Hello.
I would like to download the ENCODE DNase I footprint data for the 41 human cell and tissue types described by Neph et al. (2012) Nature, 489:83-90.
Here is an example to illustrate my question. Consider only a single human cell type, K562. The following DNase I data files can be found via NCBI's GEO repository, using accession number GSE26328 (see http://www.ncbi.nlm.nih.gov/geo/query/acc.cgi?acc=GSM646567)
SRX/SRX037/SRX037116
GSM646567_hg19_wgEncodeUwDgfK562Aln.bam
GSM646567_hg19_wgEncodeUwDgfK562Hotspots.broadPeak.txt.gz
GSM646567_hg19_wgEncodeUwDgfK562Pk.narrowPeak.txt.gz
GSM646567_hg19_wgEncodeUwDgfK562Raw.bigWig
GSM646567_hg19_wgEncodeUwDgfK562Sig.bigWig
Upon downloading these files, it becomes apparent that none of them contain the actual footprints. Perhaps the most relevant file is GSM646567_hg19_wgEncodeUwDgfK562Hotspots.broadPeak.txt.gz, which contains 256,735 lines, each pertaining to a DNase I Hypersensitive Zone (see http://genome.ucsc.edu/cgi-bin/hgTrackUi?db=hg19&g=wgEncodeUwDgf). Indeed, this number matches up exactly with the number of "Hotspot Regions" reported in Table S1 of the Neph et al. (2012) paper.

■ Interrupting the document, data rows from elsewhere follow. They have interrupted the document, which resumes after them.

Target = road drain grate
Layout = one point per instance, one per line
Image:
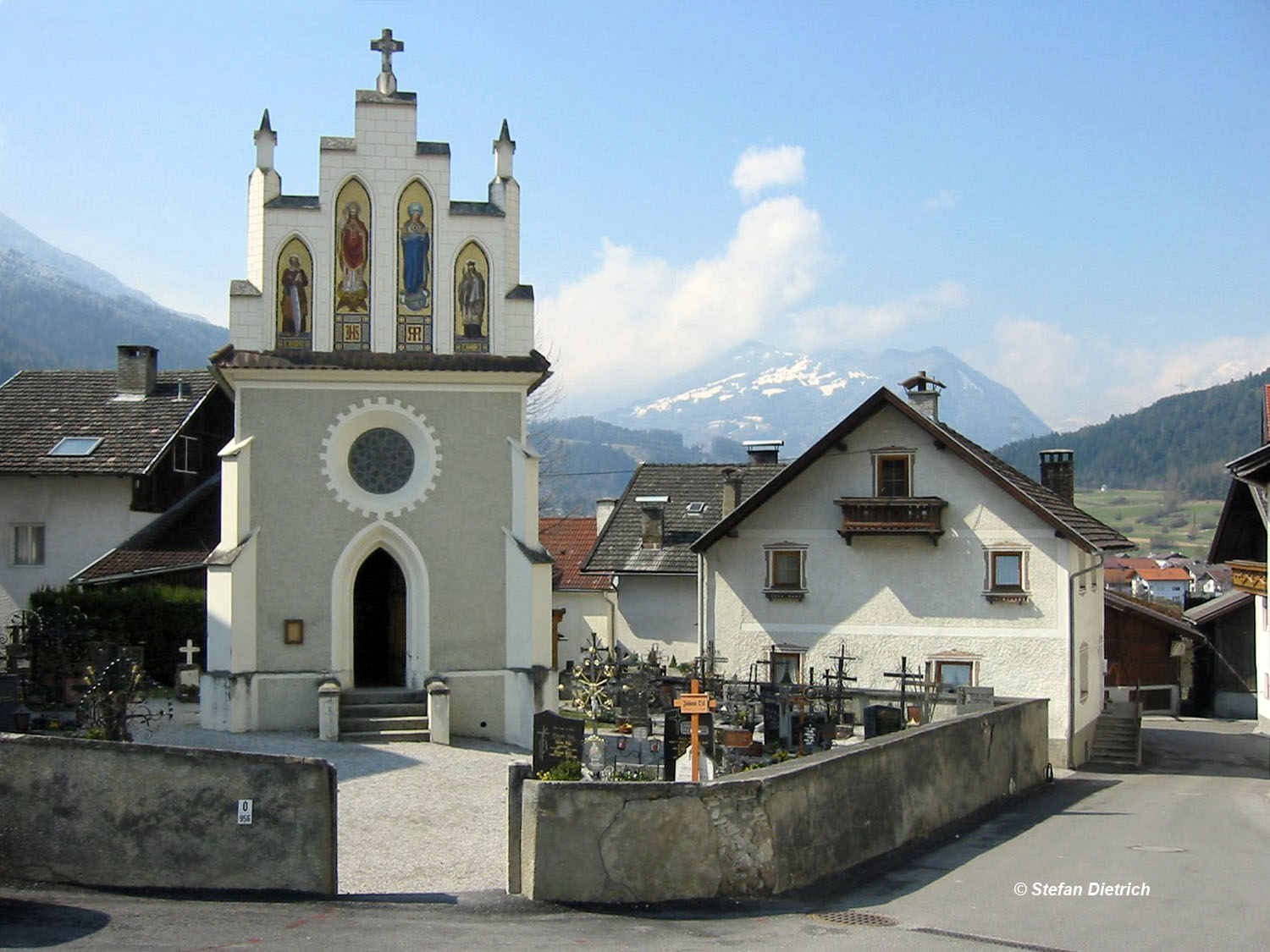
(853, 916)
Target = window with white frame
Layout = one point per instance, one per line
(1005, 574)
(787, 570)
(28, 543)
(185, 454)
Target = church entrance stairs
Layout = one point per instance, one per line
(383, 715)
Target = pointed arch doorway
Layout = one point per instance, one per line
(380, 622)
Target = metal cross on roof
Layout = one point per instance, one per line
(386, 46)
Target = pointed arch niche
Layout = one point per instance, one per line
(416, 278)
(352, 277)
(472, 300)
(386, 537)
(292, 319)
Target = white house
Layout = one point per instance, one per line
(645, 541)
(91, 457)
(378, 510)
(897, 537)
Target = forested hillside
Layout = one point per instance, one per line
(1179, 443)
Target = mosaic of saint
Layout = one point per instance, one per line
(414, 268)
(472, 300)
(352, 268)
(295, 315)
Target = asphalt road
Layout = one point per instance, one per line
(1193, 828)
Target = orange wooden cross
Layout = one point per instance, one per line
(695, 703)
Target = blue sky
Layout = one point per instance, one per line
(1072, 197)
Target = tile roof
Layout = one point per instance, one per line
(177, 541)
(620, 545)
(38, 408)
(1071, 523)
(569, 541)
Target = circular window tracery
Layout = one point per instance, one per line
(381, 461)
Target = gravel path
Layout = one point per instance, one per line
(413, 817)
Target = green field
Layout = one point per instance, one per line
(1156, 520)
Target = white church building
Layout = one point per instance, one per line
(378, 498)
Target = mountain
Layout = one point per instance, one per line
(1179, 443)
(50, 319)
(759, 391)
(14, 238)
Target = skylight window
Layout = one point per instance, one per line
(76, 446)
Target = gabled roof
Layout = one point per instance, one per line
(1113, 602)
(40, 408)
(179, 540)
(1074, 525)
(620, 545)
(569, 541)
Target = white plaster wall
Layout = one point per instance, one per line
(886, 597)
(658, 611)
(384, 159)
(84, 518)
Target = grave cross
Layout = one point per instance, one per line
(695, 703)
(906, 677)
(386, 46)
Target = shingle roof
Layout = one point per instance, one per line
(620, 545)
(569, 541)
(1069, 522)
(177, 541)
(229, 357)
(38, 408)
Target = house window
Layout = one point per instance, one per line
(787, 571)
(185, 456)
(950, 674)
(787, 667)
(894, 475)
(1006, 574)
(28, 543)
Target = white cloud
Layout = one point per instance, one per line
(638, 319)
(846, 324)
(944, 198)
(759, 169)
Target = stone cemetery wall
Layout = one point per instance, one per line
(104, 814)
(770, 830)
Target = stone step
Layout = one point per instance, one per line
(363, 725)
(383, 711)
(384, 736)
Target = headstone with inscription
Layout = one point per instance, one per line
(555, 740)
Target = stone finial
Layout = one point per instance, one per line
(386, 46)
(503, 150)
(266, 139)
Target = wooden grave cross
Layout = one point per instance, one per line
(695, 703)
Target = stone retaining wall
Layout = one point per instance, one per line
(770, 830)
(136, 815)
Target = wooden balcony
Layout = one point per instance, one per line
(1249, 576)
(888, 515)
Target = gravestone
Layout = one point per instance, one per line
(555, 740)
(973, 700)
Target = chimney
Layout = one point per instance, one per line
(924, 395)
(653, 520)
(1058, 472)
(732, 479)
(136, 370)
(764, 451)
(604, 512)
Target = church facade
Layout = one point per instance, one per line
(378, 498)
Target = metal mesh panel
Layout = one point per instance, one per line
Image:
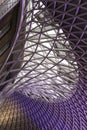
(51, 66)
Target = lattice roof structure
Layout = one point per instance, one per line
(43, 77)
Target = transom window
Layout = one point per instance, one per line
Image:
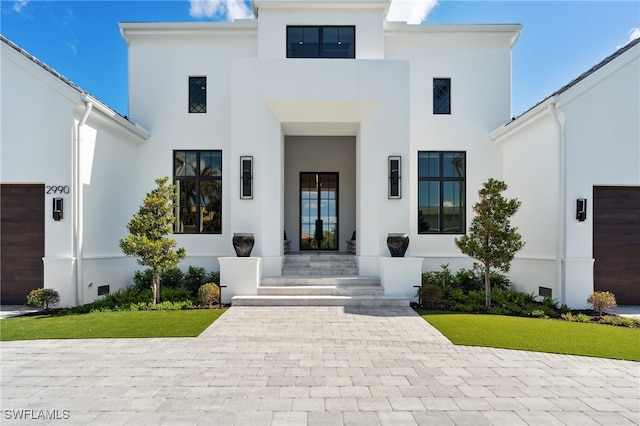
(198, 94)
(442, 96)
(441, 192)
(198, 179)
(321, 42)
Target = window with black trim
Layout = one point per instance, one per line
(197, 176)
(198, 94)
(442, 96)
(321, 42)
(441, 192)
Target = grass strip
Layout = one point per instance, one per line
(540, 335)
(136, 324)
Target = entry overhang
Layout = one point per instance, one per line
(319, 117)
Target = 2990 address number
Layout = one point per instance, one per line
(59, 189)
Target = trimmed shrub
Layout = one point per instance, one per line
(209, 293)
(602, 300)
(430, 294)
(43, 298)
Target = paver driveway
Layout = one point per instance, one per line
(301, 365)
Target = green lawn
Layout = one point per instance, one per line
(540, 335)
(185, 323)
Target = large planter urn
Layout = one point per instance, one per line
(243, 243)
(397, 243)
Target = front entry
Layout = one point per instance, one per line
(318, 211)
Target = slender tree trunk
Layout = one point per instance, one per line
(155, 287)
(487, 288)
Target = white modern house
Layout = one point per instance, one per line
(318, 120)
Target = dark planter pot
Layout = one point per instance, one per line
(398, 244)
(243, 244)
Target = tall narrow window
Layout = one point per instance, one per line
(198, 94)
(441, 192)
(198, 179)
(442, 96)
(321, 42)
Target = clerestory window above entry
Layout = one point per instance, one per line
(321, 42)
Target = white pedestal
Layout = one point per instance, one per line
(240, 275)
(399, 275)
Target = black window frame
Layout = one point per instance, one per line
(198, 94)
(441, 107)
(441, 179)
(196, 226)
(320, 52)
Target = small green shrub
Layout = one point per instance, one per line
(430, 294)
(538, 313)
(602, 300)
(194, 278)
(174, 294)
(442, 278)
(209, 293)
(583, 317)
(43, 298)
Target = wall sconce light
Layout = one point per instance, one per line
(246, 178)
(57, 209)
(395, 176)
(581, 209)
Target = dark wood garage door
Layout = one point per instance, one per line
(21, 241)
(616, 242)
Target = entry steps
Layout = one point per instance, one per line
(320, 280)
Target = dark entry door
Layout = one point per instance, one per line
(21, 241)
(616, 242)
(318, 211)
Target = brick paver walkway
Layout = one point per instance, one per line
(316, 366)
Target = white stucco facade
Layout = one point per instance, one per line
(587, 135)
(295, 115)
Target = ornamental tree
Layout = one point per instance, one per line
(148, 230)
(491, 238)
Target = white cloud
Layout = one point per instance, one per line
(227, 9)
(19, 5)
(410, 11)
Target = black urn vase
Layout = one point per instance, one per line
(398, 243)
(243, 244)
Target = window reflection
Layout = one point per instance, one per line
(441, 192)
(198, 180)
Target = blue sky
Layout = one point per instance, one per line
(559, 39)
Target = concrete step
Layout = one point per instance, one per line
(328, 271)
(321, 291)
(319, 264)
(305, 280)
(359, 301)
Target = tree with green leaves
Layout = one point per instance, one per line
(491, 238)
(148, 230)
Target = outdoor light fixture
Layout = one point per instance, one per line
(246, 178)
(581, 209)
(57, 209)
(395, 177)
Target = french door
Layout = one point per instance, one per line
(318, 211)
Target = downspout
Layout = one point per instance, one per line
(561, 227)
(77, 249)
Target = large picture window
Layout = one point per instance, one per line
(321, 42)
(198, 179)
(441, 192)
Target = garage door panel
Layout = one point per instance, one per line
(22, 241)
(616, 242)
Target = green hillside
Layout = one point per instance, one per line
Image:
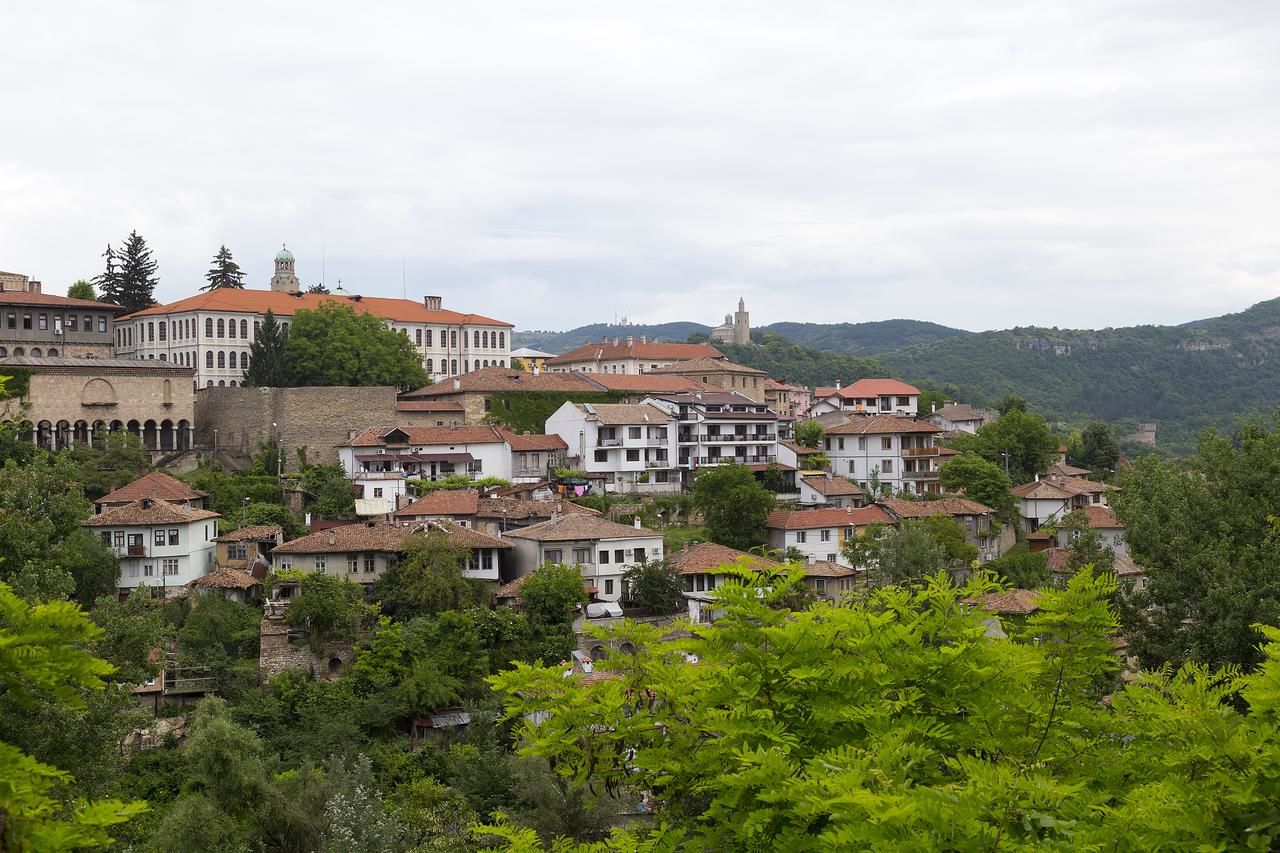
(849, 338)
(1184, 378)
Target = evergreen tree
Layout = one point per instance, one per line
(266, 366)
(108, 282)
(136, 276)
(82, 290)
(224, 272)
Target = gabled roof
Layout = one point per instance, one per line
(443, 502)
(248, 301)
(831, 486)
(707, 557)
(625, 414)
(149, 511)
(864, 388)
(942, 506)
(709, 365)
(570, 528)
(837, 518)
(254, 533)
(496, 379)
(607, 351)
(156, 484)
(882, 425)
(428, 436)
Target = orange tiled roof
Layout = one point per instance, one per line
(156, 484)
(229, 299)
(707, 557)
(443, 502)
(839, 518)
(606, 351)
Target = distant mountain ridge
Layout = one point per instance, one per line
(849, 338)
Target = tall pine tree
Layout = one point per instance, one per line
(136, 276)
(224, 272)
(108, 282)
(266, 365)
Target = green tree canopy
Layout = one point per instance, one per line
(336, 346)
(224, 272)
(734, 505)
(266, 363)
(979, 480)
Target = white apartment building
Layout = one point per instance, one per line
(602, 550)
(714, 428)
(380, 460)
(158, 543)
(634, 446)
(868, 397)
(899, 452)
(629, 355)
(213, 331)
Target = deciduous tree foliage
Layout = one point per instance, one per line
(897, 723)
(336, 346)
(734, 505)
(979, 480)
(1206, 534)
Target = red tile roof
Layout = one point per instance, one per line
(882, 424)
(636, 350)
(156, 484)
(538, 442)
(229, 299)
(429, 436)
(837, 518)
(451, 502)
(708, 557)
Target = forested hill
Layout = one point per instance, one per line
(1185, 378)
(850, 338)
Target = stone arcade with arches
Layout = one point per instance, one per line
(68, 400)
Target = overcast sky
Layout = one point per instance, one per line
(984, 164)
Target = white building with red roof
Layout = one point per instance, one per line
(868, 397)
(213, 331)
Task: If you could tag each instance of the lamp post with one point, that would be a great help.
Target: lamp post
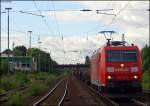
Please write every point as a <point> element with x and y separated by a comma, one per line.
<point>30,39</point>
<point>8,9</point>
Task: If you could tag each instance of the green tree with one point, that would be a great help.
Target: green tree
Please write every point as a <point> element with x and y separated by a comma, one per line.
<point>20,51</point>
<point>4,66</point>
<point>44,60</point>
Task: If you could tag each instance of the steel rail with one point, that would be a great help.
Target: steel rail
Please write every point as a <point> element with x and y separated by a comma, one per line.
<point>138,102</point>
<point>105,99</point>
<point>50,92</point>
<point>62,99</point>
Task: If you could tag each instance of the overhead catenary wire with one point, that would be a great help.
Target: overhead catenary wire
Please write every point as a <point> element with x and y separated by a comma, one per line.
<point>114,18</point>
<point>57,24</point>
<point>45,22</point>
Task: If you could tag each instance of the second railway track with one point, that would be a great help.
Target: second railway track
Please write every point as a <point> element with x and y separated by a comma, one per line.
<point>55,96</point>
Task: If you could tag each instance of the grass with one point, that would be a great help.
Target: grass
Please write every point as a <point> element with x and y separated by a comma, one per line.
<point>37,88</point>
<point>146,80</point>
<point>14,81</point>
<point>37,83</point>
<point>15,99</point>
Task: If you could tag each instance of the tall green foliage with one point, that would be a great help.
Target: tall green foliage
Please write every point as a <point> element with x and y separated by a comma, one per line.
<point>44,60</point>
<point>20,51</point>
<point>3,66</point>
<point>145,58</point>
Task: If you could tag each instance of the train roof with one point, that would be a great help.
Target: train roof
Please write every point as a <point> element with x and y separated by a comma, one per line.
<point>132,46</point>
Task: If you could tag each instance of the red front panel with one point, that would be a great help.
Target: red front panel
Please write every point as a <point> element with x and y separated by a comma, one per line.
<point>123,70</point>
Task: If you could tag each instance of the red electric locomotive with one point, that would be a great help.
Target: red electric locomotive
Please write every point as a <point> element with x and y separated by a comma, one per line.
<point>116,67</point>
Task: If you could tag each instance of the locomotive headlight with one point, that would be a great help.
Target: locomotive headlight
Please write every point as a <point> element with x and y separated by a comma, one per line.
<point>109,77</point>
<point>135,76</point>
<point>110,69</point>
<point>134,69</point>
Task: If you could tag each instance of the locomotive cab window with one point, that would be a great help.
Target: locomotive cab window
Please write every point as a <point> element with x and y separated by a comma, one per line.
<point>121,56</point>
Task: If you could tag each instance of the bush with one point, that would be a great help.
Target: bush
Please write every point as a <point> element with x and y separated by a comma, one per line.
<point>15,99</point>
<point>14,81</point>
<point>4,66</point>
<point>146,80</point>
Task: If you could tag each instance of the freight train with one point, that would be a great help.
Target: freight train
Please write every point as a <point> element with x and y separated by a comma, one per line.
<point>114,67</point>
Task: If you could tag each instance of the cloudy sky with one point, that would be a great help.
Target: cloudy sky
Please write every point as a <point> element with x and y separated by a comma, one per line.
<point>70,34</point>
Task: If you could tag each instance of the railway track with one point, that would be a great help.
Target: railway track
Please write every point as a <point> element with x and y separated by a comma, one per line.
<point>4,96</point>
<point>124,101</point>
<point>52,96</point>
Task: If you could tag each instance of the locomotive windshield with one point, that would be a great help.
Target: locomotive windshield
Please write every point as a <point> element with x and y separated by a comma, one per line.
<point>121,56</point>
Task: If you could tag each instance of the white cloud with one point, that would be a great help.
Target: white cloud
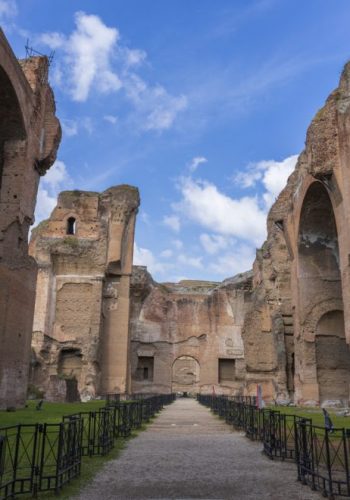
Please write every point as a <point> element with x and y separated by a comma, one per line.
<point>272,174</point>
<point>111,119</point>
<point>238,260</point>
<point>173,221</point>
<point>93,59</point>
<point>87,56</point>
<point>166,254</point>
<point>56,180</point>
<point>8,8</point>
<point>144,257</point>
<point>204,204</point>
<point>196,161</point>
<point>213,243</point>
<point>186,260</point>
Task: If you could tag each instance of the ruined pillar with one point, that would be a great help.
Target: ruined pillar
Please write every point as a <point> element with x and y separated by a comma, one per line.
<point>29,137</point>
<point>123,202</point>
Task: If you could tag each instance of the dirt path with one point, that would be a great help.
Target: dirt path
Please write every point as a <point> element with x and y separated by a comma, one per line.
<point>189,453</point>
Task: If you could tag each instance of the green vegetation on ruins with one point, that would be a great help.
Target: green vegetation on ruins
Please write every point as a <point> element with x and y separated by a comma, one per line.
<point>51,413</point>
<point>315,414</point>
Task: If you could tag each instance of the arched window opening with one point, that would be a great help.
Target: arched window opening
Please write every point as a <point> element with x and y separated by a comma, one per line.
<point>318,252</point>
<point>185,374</point>
<point>332,358</point>
<point>71,225</point>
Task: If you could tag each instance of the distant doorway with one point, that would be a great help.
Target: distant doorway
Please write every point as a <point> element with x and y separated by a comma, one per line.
<point>72,393</point>
<point>185,375</point>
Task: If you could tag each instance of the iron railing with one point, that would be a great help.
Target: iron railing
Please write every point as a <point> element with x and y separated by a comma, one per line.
<point>44,457</point>
<point>321,455</point>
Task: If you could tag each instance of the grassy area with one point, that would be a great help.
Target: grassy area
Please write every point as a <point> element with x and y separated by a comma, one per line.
<point>89,468</point>
<point>50,413</point>
<point>315,414</point>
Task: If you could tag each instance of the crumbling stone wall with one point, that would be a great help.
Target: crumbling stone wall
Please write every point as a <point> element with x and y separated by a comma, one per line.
<point>186,332</point>
<point>81,323</point>
<point>301,275</point>
<point>29,137</point>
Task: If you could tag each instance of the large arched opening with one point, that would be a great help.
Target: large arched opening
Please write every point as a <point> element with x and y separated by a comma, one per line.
<point>326,357</point>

What I am looking for, however, is a .bed file that lists the coordinates of the footprints that these Hotspot Regions contain. Based on Table S1, this file should have 498,683 lines (see "Number of Footprints" column).
Does anyone know where to find these files? Moreover, does anyone know where to find the Footprint Occupancy Scores for these 41 cell and tissue types?
Direct from the source! Thank you sjneph, much appreciated.